Hari senin segera mencari buku via iPusnas, perpustakaan sekolah, dan beberapa teman. Akhirnya secara random terpilihlah satu judul buku yaitu 10 Tahun Bersama SBY. Berasa pas dengan atmosfer dunia politik yang sudah mulai bergulir di Indonesia. Dibuktikan dengan sudah mulai banyaknya iklan-iklan politik, baliho, maupun gaungan janji-janji manis yang menyasar hingga ke pelosok desa.


Buku 10 Tahun Bersama SBY launching di Hotel Bumi Minang Padang pada Hari Jumat, 21 November 2014. Buku bernuansa biru ini ditulis oleh Guru Besar Hukum Tata Negara dan Direktur Pusat Studi Konstitusi (PUSaKO) Fakultas Hukum Universitas Andalas bernama Saldi Isra.

Prof. Dr. Saldi Isra, S.H., M.P.A. lahir pada 20 Agustus 1968. Beliau merupakan akademisi dan hakim Indonesia. Beliau menjabat sebagai Hakim Konstitusi Republik Indonesia mulai 11 April 2017. Saldi Isra sangat aktif dalam dunia kepenulisan baik itu di berbagai media cetak nasional antara lain Kompas, Koran Tempo, Media Indonesia, Republika, The Jakarta Post, Seputar Indonesia, majalah Tempo, dan majalah Gatra. Selain itu beliau juga telah menghasilkan banyak karya buku, jurnal ilmiah, maupun makalah dalam seminar nasional dan internasional.

Track record penulis yang luar biasa ini benar-benar tercermin dari cara beliau menulis peristiwa demi peristiwa yang terjadi saat pemerintahan SBY. Buku bersampulkan foto SBY ini berisi catatan dan refleksi dua periode kepemimpinan SBY sebagai Presiden RI ke-6 yang dipilih langsung oleh rakyat Indonesia dalam dua pemilihan langsung. Di dalam buku diulas berbagai aspek kepemimpinan SBY selama satu dasawarsa masa kepresidenannya. Buku ini masuk pula dalam salah satu koleksi di Perpustakaan Kepresidenan.

Selama menjabat sebagai presiden, SBY banyak menghadapi tantangan bersifat global maupun tantangan yang belum diselesaikan oleh Presiden sebelumnya. Gaya kepemimpinan SBY yang tenang, mampu menginspirasi sebagai sosok pemimpin yang mempunyai kharisma dan dapat membuat banyak orang percaya terhadap cara kepemimpinan beliau.

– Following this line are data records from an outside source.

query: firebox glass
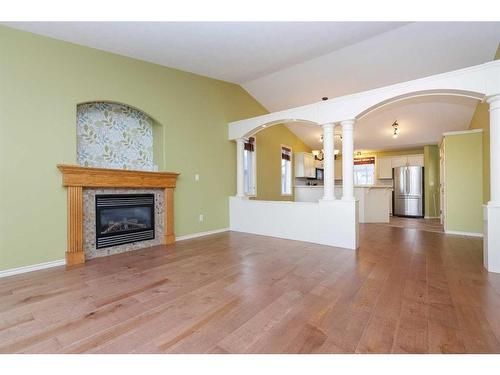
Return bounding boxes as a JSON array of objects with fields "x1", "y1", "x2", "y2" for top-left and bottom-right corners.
[{"x1": 99, "y1": 206, "x2": 153, "y2": 235}]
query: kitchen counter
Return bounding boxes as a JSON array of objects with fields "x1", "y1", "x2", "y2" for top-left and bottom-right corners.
[{"x1": 294, "y1": 185, "x2": 392, "y2": 223}]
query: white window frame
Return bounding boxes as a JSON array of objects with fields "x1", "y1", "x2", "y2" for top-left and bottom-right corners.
[
  {"x1": 281, "y1": 144, "x2": 293, "y2": 196},
  {"x1": 353, "y1": 161, "x2": 375, "y2": 186},
  {"x1": 243, "y1": 138, "x2": 257, "y2": 197}
]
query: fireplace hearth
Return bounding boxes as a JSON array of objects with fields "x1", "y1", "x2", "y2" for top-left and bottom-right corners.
[{"x1": 96, "y1": 194, "x2": 155, "y2": 249}]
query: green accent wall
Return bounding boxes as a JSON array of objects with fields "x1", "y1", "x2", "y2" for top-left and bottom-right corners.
[
  {"x1": 424, "y1": 145, "x2": 440, "y2": 218},
  {"x1": 444, "y1": 131, "x2": 483, "y2": 234},
  {"x1": 468, "y1": 103, "x2": 490, "y2": 203},
  {"x1": 0, "y1": 26, "x2": 267, "y2": 271},
  {"x1": 467, "y1": 44, "x2": 499, "y2": 204},
  {"x1": 253, "y1": 125, "x2": 311, "y2": 201}
]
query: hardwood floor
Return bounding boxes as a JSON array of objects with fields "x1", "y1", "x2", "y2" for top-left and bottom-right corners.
[
  {"x1": 1, "y1": 225, "x2": 500, "y2": 354},
  {"x1": 380, "y1": 216, "x2": 444, "y2": 233}
]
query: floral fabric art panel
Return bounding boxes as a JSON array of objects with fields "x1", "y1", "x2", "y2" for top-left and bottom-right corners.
[{"x1": 77, "y1": 102, "x2": 154, "y2": 171}]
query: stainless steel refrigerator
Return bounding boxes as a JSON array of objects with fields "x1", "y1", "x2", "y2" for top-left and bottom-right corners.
[{"x1": 393, "y1": 166, "x2": 424, "y2": 217}]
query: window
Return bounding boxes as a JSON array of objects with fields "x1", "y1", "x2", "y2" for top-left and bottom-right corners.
[
  {"x1": 353, "y1": 157, "x2": 375, "y2": 185},
  {"x1": 243, "y1": 137, "x2": 256, "y2": 196},
  {"x1": 281, "y1": 146, "x2": 292, "y2": 195}
]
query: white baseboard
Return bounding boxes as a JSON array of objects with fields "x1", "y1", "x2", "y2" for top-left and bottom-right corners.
[
  {"x1": 424, "y1": 216, "x2": 440, "y2": 219},
  {"x1": 445, "y1": 230, "x2": 483, "y2": 238},
  {"x1": 176, "y1": 228, "x2": 229, "y2": 241},
  {"x1": 0, "y1": 229, "x2": 229, "y2": 279},
  {"x1": 0, "y1": 259, "x2": 65, "y2": 279}
]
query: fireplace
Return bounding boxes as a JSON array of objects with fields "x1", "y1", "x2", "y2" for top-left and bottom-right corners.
[{"x1": 95, "y1": 194, "x2": 155, "y2": 249}]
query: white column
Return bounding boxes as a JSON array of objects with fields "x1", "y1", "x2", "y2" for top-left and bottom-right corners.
[
  {"x1": 236, "y1": 138, "x2": 246, "y2": 198},
  {"x1": 488, "y1": 95, "x2": 500, "y2": 204},
  {"x1": 322, "y1": 123, "x2": 335, "y2": 201},
  {"x1": 485, "y1": 95, "x2": 500, "y2": 273},
  {"x1": 341, "y1": 119, "x2": 355, "y2": 201}
]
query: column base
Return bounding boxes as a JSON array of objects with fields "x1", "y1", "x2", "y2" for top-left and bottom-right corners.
[
  {"x1": 318, "y1": 199, "x2": 359, "y2": 250},
  {"x1": 484, "y1": 204, "x2": 500, "y2": 273},
  {"x1": 164, "y1": 234, "x2": 176, "y2": 245},
  {"x1": 65, "y1": 251, "x2": 85, "y2": 267}
]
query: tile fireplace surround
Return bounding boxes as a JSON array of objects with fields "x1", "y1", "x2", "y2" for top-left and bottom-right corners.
[
  {"x1": 83, "y1": 188, "x2": 164, "y2": 259},
  {"x1": 57, "y1": 165, "x2": 179, "y2": 266}
]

Buku yang bersumber naskah dari berbagai media cetak ini memiliki 266 halaman yang terdiri dari lima bab. Lima bab tersebut berisi:
1. SBY dan harapan awal
2. SBY dan pemberantasan korupsi
3.SBY dan DPR
4. SBY dan kabinet
5. SBY dan partai demokrat

Saldi Isra menuliskan dengan amat runut dan detail mulai dari tak kunjung terwujudnya harapan awal rakyat saat SBY pertama kali terpilih sebagai presiden melalui pemilu presiden langsung pada 2004, hingga berbagai masalah korupsi yang melibatkan para menteri kabinetnya, para politikus di DPR, bahkan para pengurus Partai Demokrat sendiri.

Selain itu, di dalam buku ini tersemat pula apresiasi terhadap kepemimpinan SBY. Contohnya saat langkah awal SBY mengeluarkan inpres percepatan pemberantaasan korupsi.

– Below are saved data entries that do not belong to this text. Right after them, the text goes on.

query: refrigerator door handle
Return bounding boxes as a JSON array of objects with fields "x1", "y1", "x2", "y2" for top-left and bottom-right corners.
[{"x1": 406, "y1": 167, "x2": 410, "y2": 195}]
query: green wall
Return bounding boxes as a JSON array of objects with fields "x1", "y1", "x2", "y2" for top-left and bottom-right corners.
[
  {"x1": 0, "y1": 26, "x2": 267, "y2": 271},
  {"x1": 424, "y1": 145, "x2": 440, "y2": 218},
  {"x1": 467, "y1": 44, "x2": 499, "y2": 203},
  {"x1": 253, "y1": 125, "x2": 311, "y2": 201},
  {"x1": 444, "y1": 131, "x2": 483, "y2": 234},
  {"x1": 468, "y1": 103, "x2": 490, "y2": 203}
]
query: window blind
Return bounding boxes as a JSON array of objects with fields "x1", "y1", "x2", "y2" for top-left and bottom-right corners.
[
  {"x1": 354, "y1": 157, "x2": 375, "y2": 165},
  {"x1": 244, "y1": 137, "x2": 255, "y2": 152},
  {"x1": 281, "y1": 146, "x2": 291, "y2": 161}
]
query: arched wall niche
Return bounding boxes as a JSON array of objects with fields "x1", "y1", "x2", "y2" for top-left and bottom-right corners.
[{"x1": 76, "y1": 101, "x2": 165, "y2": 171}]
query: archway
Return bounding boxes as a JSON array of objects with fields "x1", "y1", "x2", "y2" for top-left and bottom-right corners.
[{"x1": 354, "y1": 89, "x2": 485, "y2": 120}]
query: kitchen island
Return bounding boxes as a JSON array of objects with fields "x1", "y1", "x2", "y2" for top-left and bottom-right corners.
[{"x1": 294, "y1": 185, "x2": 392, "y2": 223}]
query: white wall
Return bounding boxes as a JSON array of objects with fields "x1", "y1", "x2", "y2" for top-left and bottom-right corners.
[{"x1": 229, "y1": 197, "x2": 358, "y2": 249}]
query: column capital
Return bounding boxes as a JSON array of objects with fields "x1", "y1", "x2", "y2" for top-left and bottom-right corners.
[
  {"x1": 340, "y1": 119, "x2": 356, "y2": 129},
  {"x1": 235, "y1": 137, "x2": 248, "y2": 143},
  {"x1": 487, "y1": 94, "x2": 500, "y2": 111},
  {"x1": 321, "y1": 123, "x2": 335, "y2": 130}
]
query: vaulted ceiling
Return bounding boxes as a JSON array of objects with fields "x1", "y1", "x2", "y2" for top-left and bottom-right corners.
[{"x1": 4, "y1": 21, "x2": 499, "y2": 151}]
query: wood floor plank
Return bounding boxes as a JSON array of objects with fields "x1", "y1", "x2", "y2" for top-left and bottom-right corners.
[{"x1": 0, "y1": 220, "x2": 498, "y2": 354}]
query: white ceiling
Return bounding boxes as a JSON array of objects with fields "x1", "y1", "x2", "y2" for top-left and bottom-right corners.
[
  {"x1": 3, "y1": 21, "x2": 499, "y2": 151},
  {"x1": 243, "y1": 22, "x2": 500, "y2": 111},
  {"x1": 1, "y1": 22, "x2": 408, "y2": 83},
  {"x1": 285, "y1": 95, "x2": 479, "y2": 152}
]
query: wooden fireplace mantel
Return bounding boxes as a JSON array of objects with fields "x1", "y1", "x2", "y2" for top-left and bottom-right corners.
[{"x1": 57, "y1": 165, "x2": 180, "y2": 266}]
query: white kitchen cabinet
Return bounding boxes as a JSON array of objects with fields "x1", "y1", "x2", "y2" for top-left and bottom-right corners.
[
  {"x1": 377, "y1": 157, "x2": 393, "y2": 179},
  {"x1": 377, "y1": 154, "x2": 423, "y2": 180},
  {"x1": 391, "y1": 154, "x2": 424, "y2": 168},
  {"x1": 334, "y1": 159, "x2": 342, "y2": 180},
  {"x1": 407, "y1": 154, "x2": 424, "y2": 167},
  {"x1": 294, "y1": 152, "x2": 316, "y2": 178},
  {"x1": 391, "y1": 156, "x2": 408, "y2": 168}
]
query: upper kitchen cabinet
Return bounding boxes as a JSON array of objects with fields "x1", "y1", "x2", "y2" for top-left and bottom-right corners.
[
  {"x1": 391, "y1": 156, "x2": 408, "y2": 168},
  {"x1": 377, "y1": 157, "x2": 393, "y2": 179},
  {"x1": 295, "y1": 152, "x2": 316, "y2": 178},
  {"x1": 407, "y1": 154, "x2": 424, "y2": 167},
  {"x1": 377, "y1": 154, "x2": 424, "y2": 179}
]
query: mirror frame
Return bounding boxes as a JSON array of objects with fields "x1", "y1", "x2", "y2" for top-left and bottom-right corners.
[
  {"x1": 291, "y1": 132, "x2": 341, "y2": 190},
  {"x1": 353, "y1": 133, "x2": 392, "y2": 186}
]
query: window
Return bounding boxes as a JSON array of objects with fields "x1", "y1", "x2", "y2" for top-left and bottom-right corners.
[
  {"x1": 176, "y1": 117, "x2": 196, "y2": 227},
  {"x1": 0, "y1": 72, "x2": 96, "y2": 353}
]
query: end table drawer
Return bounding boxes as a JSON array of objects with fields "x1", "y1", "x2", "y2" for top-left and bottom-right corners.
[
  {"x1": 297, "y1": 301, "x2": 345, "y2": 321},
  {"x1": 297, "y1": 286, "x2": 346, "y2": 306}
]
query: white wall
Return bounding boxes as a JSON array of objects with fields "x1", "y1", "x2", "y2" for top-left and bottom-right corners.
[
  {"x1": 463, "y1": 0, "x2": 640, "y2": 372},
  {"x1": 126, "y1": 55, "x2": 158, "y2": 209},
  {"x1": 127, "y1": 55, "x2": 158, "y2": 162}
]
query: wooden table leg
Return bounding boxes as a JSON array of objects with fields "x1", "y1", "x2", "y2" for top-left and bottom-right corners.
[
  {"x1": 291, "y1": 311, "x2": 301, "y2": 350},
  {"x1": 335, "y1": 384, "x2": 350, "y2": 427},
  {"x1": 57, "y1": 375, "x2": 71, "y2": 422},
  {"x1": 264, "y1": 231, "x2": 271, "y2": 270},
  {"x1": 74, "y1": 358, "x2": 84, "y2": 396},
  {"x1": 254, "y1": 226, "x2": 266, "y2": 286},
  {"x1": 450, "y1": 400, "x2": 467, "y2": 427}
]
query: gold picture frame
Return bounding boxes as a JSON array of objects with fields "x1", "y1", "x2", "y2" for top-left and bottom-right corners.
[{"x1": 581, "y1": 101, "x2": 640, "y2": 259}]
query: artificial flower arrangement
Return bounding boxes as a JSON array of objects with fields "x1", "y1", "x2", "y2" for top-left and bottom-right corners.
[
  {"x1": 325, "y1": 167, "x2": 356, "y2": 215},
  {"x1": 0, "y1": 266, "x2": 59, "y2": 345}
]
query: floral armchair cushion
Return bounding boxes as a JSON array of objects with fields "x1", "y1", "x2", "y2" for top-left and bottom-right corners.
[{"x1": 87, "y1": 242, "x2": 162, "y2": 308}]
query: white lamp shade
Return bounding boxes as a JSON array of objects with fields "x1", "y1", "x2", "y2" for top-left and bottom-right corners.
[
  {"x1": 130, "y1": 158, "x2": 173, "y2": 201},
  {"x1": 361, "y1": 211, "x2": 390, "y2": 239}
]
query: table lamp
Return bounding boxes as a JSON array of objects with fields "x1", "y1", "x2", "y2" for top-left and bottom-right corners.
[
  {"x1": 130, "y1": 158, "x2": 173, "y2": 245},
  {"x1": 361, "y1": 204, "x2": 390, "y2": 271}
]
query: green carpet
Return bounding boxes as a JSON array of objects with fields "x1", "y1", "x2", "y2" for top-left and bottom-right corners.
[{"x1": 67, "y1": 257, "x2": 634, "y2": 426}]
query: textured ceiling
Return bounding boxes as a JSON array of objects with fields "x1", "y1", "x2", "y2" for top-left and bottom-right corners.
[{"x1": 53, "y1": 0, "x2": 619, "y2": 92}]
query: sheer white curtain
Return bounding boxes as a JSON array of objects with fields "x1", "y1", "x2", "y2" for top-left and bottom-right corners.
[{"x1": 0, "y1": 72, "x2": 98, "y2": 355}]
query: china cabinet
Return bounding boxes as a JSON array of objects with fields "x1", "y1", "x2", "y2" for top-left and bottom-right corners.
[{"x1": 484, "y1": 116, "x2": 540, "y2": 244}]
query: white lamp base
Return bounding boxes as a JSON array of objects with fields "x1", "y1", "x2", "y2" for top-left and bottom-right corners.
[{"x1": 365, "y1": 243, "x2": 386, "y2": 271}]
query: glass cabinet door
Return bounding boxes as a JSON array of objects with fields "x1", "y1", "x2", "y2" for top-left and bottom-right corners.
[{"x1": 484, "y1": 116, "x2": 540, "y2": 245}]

Catatan dan refleksi dua periode kepemimpinan SBY dapat menjadi pelajaran bagi presiden selanjutnya. Tak hanya itu, diharapkan pula para pimpinan partai juga mampu melakukan refleksi agar pemerintahan yang dibangun benar-benar sepenuhnya untuk rakyat, bukan sekadar untuk mencari periuk nasi bagi para elite partai-partai politik.

Buku ini pantas dibaca oleh para ilmuwan, politikus, mahasiswa khususnya hukum dan politik, serta semua kalangan yang peduli pada nasib negara Indonesia.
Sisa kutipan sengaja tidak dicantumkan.